Yeah, uh huh, when buddy???

I managed to graduate from high school and somehow start to look halfway pretty. I even had a few boys ask me out or hit on me. I still felt ugly.

It was not until I met this guy David that I felt like an adult. A pretty adult no less. People thought I was pretty. David thought I was hot. We went out for months. David was perfect. He was going into medical school. He was tall, dark and handsome, polite and nice. He was also very boring.

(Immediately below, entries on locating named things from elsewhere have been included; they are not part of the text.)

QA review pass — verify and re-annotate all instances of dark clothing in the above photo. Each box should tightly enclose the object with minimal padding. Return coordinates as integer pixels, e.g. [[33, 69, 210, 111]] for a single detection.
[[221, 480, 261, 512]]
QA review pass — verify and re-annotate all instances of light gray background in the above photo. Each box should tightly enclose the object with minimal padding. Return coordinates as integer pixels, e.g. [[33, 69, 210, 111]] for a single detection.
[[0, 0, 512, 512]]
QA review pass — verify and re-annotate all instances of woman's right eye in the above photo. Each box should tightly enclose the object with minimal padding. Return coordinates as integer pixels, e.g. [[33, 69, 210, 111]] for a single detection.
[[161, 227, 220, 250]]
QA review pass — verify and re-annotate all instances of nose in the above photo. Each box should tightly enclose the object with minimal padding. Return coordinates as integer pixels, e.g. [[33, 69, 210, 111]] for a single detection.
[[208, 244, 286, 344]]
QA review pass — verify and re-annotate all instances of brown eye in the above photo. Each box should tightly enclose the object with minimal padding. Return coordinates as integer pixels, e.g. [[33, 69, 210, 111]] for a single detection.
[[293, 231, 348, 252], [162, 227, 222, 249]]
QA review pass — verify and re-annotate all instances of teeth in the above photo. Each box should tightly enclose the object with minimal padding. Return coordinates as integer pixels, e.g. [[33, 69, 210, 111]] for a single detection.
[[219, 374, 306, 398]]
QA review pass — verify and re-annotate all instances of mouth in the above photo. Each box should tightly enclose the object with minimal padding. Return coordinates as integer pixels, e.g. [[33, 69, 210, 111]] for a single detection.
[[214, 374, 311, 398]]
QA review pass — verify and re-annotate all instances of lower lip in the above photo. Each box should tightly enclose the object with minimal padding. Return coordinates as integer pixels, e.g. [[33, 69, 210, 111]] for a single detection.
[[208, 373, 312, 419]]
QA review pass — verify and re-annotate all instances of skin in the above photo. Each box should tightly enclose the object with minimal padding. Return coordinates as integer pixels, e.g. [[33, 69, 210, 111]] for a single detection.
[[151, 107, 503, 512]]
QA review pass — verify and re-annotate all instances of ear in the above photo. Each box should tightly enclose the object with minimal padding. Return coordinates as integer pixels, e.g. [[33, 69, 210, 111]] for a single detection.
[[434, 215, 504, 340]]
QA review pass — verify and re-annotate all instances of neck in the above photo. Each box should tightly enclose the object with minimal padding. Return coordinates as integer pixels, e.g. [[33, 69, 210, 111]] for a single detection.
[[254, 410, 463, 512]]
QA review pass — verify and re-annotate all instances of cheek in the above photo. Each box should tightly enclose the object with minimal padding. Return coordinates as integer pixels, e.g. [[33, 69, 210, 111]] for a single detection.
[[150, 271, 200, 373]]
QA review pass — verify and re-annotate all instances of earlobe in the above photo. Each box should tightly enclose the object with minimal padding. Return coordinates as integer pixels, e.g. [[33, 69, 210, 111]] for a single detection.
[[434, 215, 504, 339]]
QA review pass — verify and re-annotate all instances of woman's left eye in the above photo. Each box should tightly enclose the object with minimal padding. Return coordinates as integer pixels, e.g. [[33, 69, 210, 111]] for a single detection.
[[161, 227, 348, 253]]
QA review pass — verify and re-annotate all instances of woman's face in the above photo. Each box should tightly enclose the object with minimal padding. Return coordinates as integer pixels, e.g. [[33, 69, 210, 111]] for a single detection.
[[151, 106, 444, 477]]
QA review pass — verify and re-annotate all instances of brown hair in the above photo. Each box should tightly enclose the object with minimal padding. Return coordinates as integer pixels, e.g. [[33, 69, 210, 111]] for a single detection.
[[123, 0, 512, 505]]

Next came Omri. Who would stare into my eyes and tell me I was the most beautiful girl in the world. He would ask my ring size and say, "soon." He told me he was in love with me after two weeks of going out and knew in his heart I was the "one." Being that I was so inexperienced and insecure I bought all of it. I ate it all up. Except Omri used me and dumped me when I was at my most vulnerable. I had just gotten back from backpacking in Europe. I had gotten assaulted and scarred. It happened as soon as I landed and something about the way he said, "It's not you it's me" made me realize that I really was not pretty enough. Or smart enough. Or good enough.

"Wow someday the boys will be lining up for her."

I got over Omri fairly quickly with some help of course. But I made a decision for the first time in my life to focus on me. I read every single self help book they carried at the bookstore. I listened to music to interpret the meaning of life. I studied philosophy to gain wisdom and read every piece of chick literature out there to help me feel optimistic ( no joke I was popping out about 5 chick books a week).
I studied Kabbalah, Jung, Toltec wisdom, scripture, Aristotle, and Marcus Aurelius. I read Ovid and books of alchemy. I read all of Plato (who I don't like at all) and Locke.


I started saying no to my friends (the popular ones) when they wanted to go clubbing. I spent my time exercising, reading and writing in my journal. I made my own plans, said no to every date because really no one was good enough or worth it.

One day I looked in the mirror. I stood there naked and for the first time in my life, loved exactly what I saw. I loved my face, my hair, and my body. Maybe I finally really did become pretty. Maybe I always was. Maybe it was my mind that changed.

I respected myself. I respected my ability to say no, to fight back, to not be with a guy just because he was the one that asked first. I could make a choice and that was perfection to me.

"One day Rachel, the boys will line up for you."

It happened. Then again at that point I didn't care.

What was more important is that I finally believed it. "One day" was here and the "boys" did not matter whether they lined up or not. (thankfully the right ones did hehe)

What mattered most was I got there.

I was beautiful.

3 comments:

Steve said...

Great post Rach. Can't picture you NOT being beautiful

deanne said...

Rachel, that was a *great* post -- I think you captured how a lot of teenagers under 'normal' circumstances feel about themselves -- but sometimes, they just don't come out on top, and stay stuck seeing themselves that way for ages.

You came out on top gal - nice one.

ethank said...

At some point I will do my spleen vent post, and you will all be bored to tears.

For the record, I left the house at 18, Rachel was 16 or so, so I missed a lot of this.